Interesting I treat my intangible assets the same value. Somebody wants to abuse my ears? Oh sure, here’s all my time, eat it up. I put interests of outsiders before my own or my family. I can ask my husband to run some errand for a friend but never for myself. What’s that again? Seeking approval?

I still think of my child as a part of me so I’m afraid I might deprive her of her small pleasures in favor of others’.  Sure, we don’t need a swing, sure, ignore her attempts to play together etc. I push the line from sharing to giving in but need to balance my child’s needs and the social spectrum.

For the past year and a half my breakfast is oatmeal because it allegedly helps to produce breastmilk. So i have it everyday. Rain or shine. Whether I’m home, vacationing  or staying at my relatives’ place. I actually like this warm hearty meal but you’d think I wanted to eat something else occasionally. I humbly chew my kasha (or swallow – that’s why it’s kasha) because it’s a right thing to do.

For the same amount of time I’ve been nursing my baby to sleep. I lie down, wait till she’s out and then scoot over. Then I do whatever but I don’t step outside because she still wakes up often.

So these are the two habits I’ve inadvertently formed. It’s been always easy for me to find an excuse for not doing something: lack of time, numerous distractions,  being busy etc. In fact there’s usually one answer: laziness. I can only imagine how many skills I could acquire by doing something every day. Foreign language, writing, learning – it might increase the gray matter after all. Well, “Procrastinators of the World Unite! … Tomorrow”

Sometimes a guy who works for us brings his teenage daughter over to hang out for an hour or two. Because obviously with all the people living under the same roof there is an abundance of square footage. Plus we have the coolest perk in town – the A/C! OK, it’s not perky but still cool.

So this girl always starts speaking to me in soft, ingratiating voice: Oh, you’re soooo nice, soooo kind, soooo beautiful. Her Tajik accent makes it sound even more saccharine, like she’s singing in a harem. It’s so over-the-top it’s obvious she’s about to ask something. Of course then she asks. I’m fully aware of her greasing the wheels just moments ago but I’m already sold. The flattery is slowly seeping into my mind and a part of me thinks “oh sure let her have it, she’s such a sweetheart”. Manipulation 101, where do I sign up?

All these “I love you”, “I miss you”, “You’re special” paired with puppy eyes always make me stop short. Even when it’s a blatant move I feel it would be impolite to tell them to get lost. And there they have it.

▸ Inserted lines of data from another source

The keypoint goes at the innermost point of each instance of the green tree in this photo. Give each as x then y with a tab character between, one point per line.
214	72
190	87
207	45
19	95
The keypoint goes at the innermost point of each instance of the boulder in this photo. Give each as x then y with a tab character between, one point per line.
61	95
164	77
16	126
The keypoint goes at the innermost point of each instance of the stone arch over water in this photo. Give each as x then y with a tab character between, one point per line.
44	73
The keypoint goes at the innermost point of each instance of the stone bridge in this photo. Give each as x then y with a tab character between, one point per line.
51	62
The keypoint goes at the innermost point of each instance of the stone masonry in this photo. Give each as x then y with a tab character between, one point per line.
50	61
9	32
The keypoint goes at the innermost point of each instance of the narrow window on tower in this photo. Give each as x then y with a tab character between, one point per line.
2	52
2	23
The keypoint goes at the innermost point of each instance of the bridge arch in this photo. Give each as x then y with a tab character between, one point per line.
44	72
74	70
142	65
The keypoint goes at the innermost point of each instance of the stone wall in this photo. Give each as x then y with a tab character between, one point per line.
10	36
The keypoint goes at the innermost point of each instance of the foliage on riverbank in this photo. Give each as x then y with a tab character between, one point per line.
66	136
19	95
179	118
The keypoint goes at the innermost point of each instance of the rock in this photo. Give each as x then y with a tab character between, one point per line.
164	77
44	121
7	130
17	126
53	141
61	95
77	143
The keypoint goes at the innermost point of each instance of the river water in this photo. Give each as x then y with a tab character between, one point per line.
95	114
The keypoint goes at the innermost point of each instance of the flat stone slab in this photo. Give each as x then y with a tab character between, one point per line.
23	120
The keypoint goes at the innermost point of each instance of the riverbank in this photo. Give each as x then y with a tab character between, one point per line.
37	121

Lerochka, today I witnessed your making very first steps. So far there were two steps at first and five a bit later (counted by your grandma). Out of all the milestones (and you’ve reached many!) this has been the most emotional. My little baby is starting to walk. Not even towards me. Not needing my hand. Reaching for independence.

You’ve been walking and holding my finger for quite a while but these past two days you splashed in the ocean for the first time, maybe it filled you up with energy and confidence. I hope you’ll always have a place to dip to replenish your cup of confidence. Maybe hugging each other could be that ocean for you. It certainly is for me.

P.S. Now let me get all dorky and remember the date: 7/8/12 around 9 pm EST.